Comment avoir 200 ans dans l’édition papier et prospérer tout en restant gratuit sur la Toile ? Le journal britannique « The Guardian », qui s’est tenu il y a six ans à son choix contre-tendance de laisser ses contenus en libre accès, réussit à faire prospérer un modèle qui détonne dans le paysage de la presse.
Dons sur base volontaire
Dans ses résultats pour l’année 2021-2022, le Guardian Media Group, éditeur du quotidien et du dominical « The Observer », affiche des revenus en progression de 13 % à 256 millions de livres (303 millions d’euros), soit son plus haut niveau depuis la crise financière de 2008, et, une fois n’est pas coutume, consolide le pécule de la fondation à sa tête qui l’aide à passer les tempêtes.
Alors que, dans le sillage du « New York Times » , quasiment tous les grands titres de la presse européenne et américaine se sont convertis ces dernières années à la logique du « paywall » pour monétiser leurs articles et autres contenus grâce à des abonnements payants, « The Guardian » – propriété d’une fondation – en 2016 a mis sur pied un modèle qui, plutôt que demander aux lecteurs de s’abonner, les encourage à soutenir le journal avec des dons sur base volontaire. Cette année, les dons des lecteurs numériques pour la première fois rapportent plus que les recettes du papier.
Nuages à l’horizon
Même si de gros nuages s’amoncellent à l’horizon – inflation du prix papier faisant grimper le coût d’impression, incertitudes sur les perspectives du marché de la publicité numérique , crise économique amputant le pouvoir d’achat des ménages – « The Guardian » compte bien continuer à aller de l’avant.
L’indépendance du journal est garantie par sa structure capitalistique.

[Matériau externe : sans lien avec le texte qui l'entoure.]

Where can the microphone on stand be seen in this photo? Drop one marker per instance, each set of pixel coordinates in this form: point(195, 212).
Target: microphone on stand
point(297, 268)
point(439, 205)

Son propriétaire, le Scott Trust, est assis sur près de 1,3 milliard de livres qu’il investit sur les marchés, un trésor de guerre qui a permis de tenir à flot le quotidien quand les pertes devenaient vertigineuses au milieu des années 2010.
Pour la première fois depuis longtemps, le groupe média britannique a fait remonter des flux de trésorerie (7 millions de livres) à la fondation qui le détient, alors que normalement il bénéficiait tous les ans d’une injection de l’ordre de 30 millions. Car le groupe a presque quadruplé son résultat opérationnel à 12 millions.

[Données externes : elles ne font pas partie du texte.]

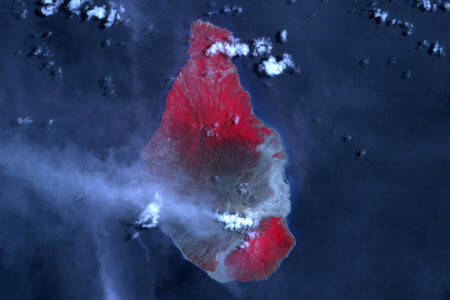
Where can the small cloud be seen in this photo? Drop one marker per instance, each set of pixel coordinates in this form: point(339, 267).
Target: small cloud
point(272, 66)
point(433, 48)
point(261, 46)
point(232, 48)
point(24, 120)
point(107, 14)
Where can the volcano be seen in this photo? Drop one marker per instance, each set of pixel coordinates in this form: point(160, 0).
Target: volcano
point(211, 140)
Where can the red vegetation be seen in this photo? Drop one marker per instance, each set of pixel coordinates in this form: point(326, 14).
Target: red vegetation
point(208, 125)
point(207, 130)
point(262, 254)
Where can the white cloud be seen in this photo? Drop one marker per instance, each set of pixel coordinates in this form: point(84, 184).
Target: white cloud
point(431, 5)
point(97, 12)
point(74, 6)
point(24, 120)
point(150, 216)
point(107, 14)
point(234, 222)
point(261, 46)
point(230, 49)
point(272, 67)
point(283, 36)
point(433, 48)
point(382, 17)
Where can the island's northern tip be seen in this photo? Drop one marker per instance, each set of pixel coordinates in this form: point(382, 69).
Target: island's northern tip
point(210, 138)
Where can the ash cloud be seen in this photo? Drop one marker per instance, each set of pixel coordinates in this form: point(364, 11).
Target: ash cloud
point(63, 206)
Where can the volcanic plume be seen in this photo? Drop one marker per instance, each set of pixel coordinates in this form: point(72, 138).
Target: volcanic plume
point(210, 140)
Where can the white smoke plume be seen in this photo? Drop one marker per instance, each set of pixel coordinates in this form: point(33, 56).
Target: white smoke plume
point(107, 14)
point(233, 48)
point(272, 67)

Mais il y a des bémols. Le trafic Web du « Guardian » au Royaume-Uni a fléchi assez brutalement cette année : 19 millions de visiteurs uniques mensuels en juin contre 26 millions en décembre dernier, selon Enders Analysis. Par ailleurs, même si le journal bénéficie d’une forte progression des recettes surtout à l’ international (Etats-Unis, Australie et dans une moindre mesure en Europe continentale), la croissance des lecteurs « donateurs » s’est tassée en 2022 après avoir atteint le seuil du million fin 2021.
Chemin de croissance
Malgré ces quelques ombres au tableau, ses derniers résultats financiers valident la stratégie du « Guardian ». Avec le « New York Times », le « Financial Times » et le « Wall Street Journal », il est dans cette poignée de grands journaux anglo-saxons faisant de la résistance en ligne face à de nouveaux médias purement numériques comme Politico ou Axios.

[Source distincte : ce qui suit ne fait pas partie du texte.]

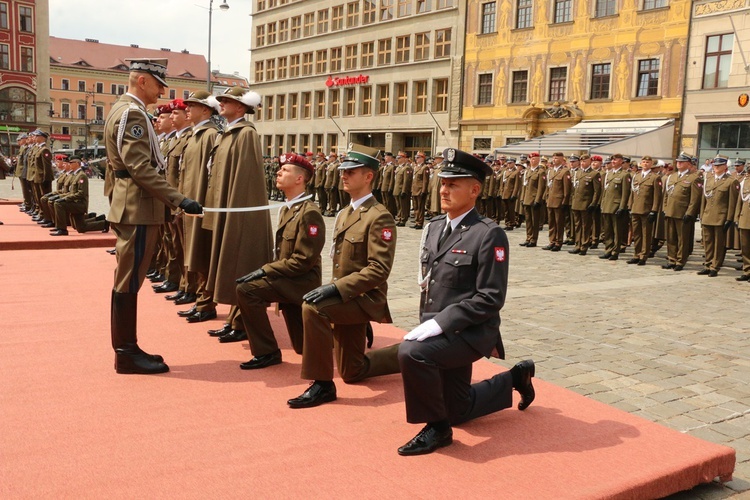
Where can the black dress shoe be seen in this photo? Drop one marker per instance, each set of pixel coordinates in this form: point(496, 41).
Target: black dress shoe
point(233, 336)
point(428, 440)
point(522, 374)
point(201, 316)
point(221, 331)
point(317, 394)
point(175, 296)
point(187, 298)
point(262, 361)
point(166, 287)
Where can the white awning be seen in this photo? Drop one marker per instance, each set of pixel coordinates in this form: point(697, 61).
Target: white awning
point(634, 138)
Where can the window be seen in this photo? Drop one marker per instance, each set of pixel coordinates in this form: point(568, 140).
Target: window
point(321, 61)
point(600, 79)
point(368, 12)
point(352, 14)
point(27, 59)
point(484, 91)
point(280, 107)
point(420, 96)
point(718, 59)
point(4, 56)
point(337, 18)
point(368, 54)
point(320, 103)
point(520, 86)
point(25, 20)
point(260, 36)
point(384, 51)
point(488, 18)
point(283, 30)
point(322, 21)
point(605, 8)
point(351, 57)
point(525, 14)
point(402, 96)
point(440, 93)
point(443, 43)
point(293, 106)
point(562, 11)
point(365, 104)
point(294, 66)
point(386, 10)
point(648, 77)
point(309, 25)
point(654, 4)
point(404, 8)
point(296, 27)
point(306, 104)
point(307, 64)
point(350, 97)
point(384, 95)
point(402, 48)
point(558, 81)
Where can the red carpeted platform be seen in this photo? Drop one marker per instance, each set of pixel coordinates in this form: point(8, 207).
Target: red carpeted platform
point(19, 232)
point(72, 428)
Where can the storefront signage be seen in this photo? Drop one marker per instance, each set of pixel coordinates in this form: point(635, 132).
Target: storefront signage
point(347, 81)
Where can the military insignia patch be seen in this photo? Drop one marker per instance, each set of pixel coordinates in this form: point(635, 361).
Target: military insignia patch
point(499, 254)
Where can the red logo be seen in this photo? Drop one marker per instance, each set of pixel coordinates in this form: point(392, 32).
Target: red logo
point(499, 254)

« Pendant de nombreuses années, l’industrie de la presse a vécu dans la peur du déclin. Le redressement d’un titre historique comme ‘The Guardian’ peut instiller la confiance dans l’ensemble du secteur, estime Douglas McCabe, analyste au cabinet londonien Enders. Cela a une importance financière mais aussi et peut-être surtout une portée d’ordre psychologique tant pour les managements que pour les rédactions qui voient ce nouveau chemin de croissance et de rentabilité. »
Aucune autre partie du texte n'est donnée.